Since during the global pandemic period, the scientific community is posting articles that are freely accessible through the NCBI, data were collected from the PubMed database in order to analyse every COVID-19-related scientific paper that is currently published (including PMC) 9 . In an attempt to evaluate the most accurate list of publications, we exported all results obtained from the suggested search queries offered by NLM (NCBI webpage), as follows: "2019-nCoV OR 2019nCoV OR COVID-19 OR SARS-CoV-2 OR (wuhan AND coronavirus)". Only articles published from January 1 st to April 23 rd of 2020 were considered. No exclusions were made in the type of article (journal article, books, reviews, clinical trial or meta-analysis) or in the language, choosing in each case every article offered by PubMed. No preprints were found in the returned results. In order to determine the effect that this health emergency is having on the availability of the scientific production, we decided to compare it with the availability in a normalized situation, for which we performed the same analysis using two chronic diseases: low grade glioma (query: "low grade glioma") and peptic ulcer (query: "peptic ulcer"), which, as seen by our search, have stable publication patterns for the last three years (from 2017 to 2019).

Obtained results, without exclusion, were exported and uploaded to OpenRefine, a free open source tool that helps exploration of large data sets, and has the capability to link and extend these data sets with different web services. In this study, OpenRefine was used to manage data but also as the key element in order to link our PubMed data set with Unpaywall through its application programming interface (API), the selected tool for analysing the OA content of all these data. Unpaywall (previously known as oaDOI) is a database introduced in 2016 as a service to check OA availability of journal articles identified by their Digital Object Identifier (DOI) 10 . Unpaywall is currently used more than 50,000 times a day and is maintained by Our Research, a non-profit company previously called Impactstory 11 . It offers access to the OA status of scientific journals, through an open API. Unpaywall also shows license information and variable version availability from different repositories 10, 11 . In this study, Unpaywall data was collected via API in OpenRefine at the moment of the study (April 23 rd ), but also at the review process of the work (in mid-July) after an update carried out in Unpaywall team and communicated to the authors of this paper. So both, data and methods are reviewed and updated in this version of the paper. This underlines the importance of 'real-time science' measurement, in a 'real-time research' publication process, like the one reflected in this paper.
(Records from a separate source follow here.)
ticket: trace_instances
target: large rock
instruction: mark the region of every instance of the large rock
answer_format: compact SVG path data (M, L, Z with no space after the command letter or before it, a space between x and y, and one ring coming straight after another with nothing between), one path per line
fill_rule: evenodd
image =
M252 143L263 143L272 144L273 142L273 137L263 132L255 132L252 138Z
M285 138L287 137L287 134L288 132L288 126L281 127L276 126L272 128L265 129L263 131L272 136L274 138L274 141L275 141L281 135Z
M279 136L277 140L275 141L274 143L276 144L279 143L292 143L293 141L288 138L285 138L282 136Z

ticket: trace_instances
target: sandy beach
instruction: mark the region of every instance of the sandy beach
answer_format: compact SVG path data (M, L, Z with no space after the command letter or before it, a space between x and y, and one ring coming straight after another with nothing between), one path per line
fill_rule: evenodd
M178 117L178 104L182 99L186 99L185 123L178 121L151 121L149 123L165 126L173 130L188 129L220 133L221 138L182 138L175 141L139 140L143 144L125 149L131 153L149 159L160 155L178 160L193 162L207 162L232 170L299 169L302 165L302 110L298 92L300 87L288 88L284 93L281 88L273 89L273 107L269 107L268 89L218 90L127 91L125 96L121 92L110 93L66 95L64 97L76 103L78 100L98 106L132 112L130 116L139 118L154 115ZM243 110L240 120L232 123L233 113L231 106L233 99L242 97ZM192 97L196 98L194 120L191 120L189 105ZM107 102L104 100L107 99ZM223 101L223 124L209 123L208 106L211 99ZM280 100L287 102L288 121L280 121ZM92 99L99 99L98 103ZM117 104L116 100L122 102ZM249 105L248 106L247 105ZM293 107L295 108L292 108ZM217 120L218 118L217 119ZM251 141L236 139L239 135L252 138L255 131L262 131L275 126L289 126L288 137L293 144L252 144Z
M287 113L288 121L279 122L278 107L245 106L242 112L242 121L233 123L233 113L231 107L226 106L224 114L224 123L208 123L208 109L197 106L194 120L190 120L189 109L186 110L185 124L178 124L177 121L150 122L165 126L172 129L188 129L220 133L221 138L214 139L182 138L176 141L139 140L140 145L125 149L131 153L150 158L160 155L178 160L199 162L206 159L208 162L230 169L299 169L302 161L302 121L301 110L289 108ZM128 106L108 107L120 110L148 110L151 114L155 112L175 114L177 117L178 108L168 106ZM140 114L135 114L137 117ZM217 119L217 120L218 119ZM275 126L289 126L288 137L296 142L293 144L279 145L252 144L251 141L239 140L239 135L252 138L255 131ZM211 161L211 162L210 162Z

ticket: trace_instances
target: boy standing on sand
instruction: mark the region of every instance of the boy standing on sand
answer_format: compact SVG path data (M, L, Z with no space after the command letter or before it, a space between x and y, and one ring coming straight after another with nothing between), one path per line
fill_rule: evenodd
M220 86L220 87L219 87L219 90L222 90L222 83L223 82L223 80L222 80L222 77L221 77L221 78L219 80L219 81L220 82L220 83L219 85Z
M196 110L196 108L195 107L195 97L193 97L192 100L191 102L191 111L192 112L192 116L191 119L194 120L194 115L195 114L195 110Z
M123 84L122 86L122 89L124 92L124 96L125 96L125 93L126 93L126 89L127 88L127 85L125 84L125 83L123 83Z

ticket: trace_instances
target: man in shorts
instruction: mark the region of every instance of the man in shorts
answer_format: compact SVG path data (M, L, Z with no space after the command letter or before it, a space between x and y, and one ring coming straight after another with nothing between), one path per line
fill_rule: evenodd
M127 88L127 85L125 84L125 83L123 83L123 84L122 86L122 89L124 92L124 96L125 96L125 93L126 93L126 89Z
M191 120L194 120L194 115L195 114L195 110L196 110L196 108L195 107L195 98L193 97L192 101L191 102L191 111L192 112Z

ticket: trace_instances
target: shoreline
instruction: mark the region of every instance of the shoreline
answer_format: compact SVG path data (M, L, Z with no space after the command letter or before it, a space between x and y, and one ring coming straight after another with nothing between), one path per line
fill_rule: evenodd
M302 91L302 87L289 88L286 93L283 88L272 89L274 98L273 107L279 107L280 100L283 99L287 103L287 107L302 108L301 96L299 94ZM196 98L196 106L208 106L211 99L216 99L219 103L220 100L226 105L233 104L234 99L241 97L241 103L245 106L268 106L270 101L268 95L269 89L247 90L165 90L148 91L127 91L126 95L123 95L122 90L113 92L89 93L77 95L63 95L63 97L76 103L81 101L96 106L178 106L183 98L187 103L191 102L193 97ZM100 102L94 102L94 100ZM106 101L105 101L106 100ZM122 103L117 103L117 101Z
Based on Unpaywall categorisation 12, 13 , four types of OA are considered: Gold, journal which publishes all its papers in Open Access without taking into account its business model. Here are included journals indexed by the Directory of Open Access Journals (DOAJ) but also other 100% OA journals precisely added by Unpaywall; Hybrid, subscription-based (non-OA) journals including some OA articles upon a fee, charged to the authors; Green, self-archived versions of a paper in a repository. It could be toll-access on the publisher page, with a free copy in an OA repository after an embargo period, or it could also be a Gold or Hybrid paper that the author has self-archived; and Bronze, articles freely available on websites hosted by their publisher, either immediately or following an embargo, but are not formally licensed for reuse 12 14 . In addition to these types of licenses, Unpaywall also returns publisher-specific licenses (i.e. ACS-specific) as well as "implied OA" when there is an evidence that an OA license of some kind was used, but it is not reported directly on the webpage at this location.

Articles from dates other than the ones specified were not considered (even if PubMed includes some out-of-date articles in its results). Only articles with a DOI were taken into account, and among them, there was a proportion not recognized by Unpaywall and thus, also not considered. Hence, the exclusion criteria after Unpaywall analysis includes out-of-date and those not scanned by Unpaywall (including papers without DOI).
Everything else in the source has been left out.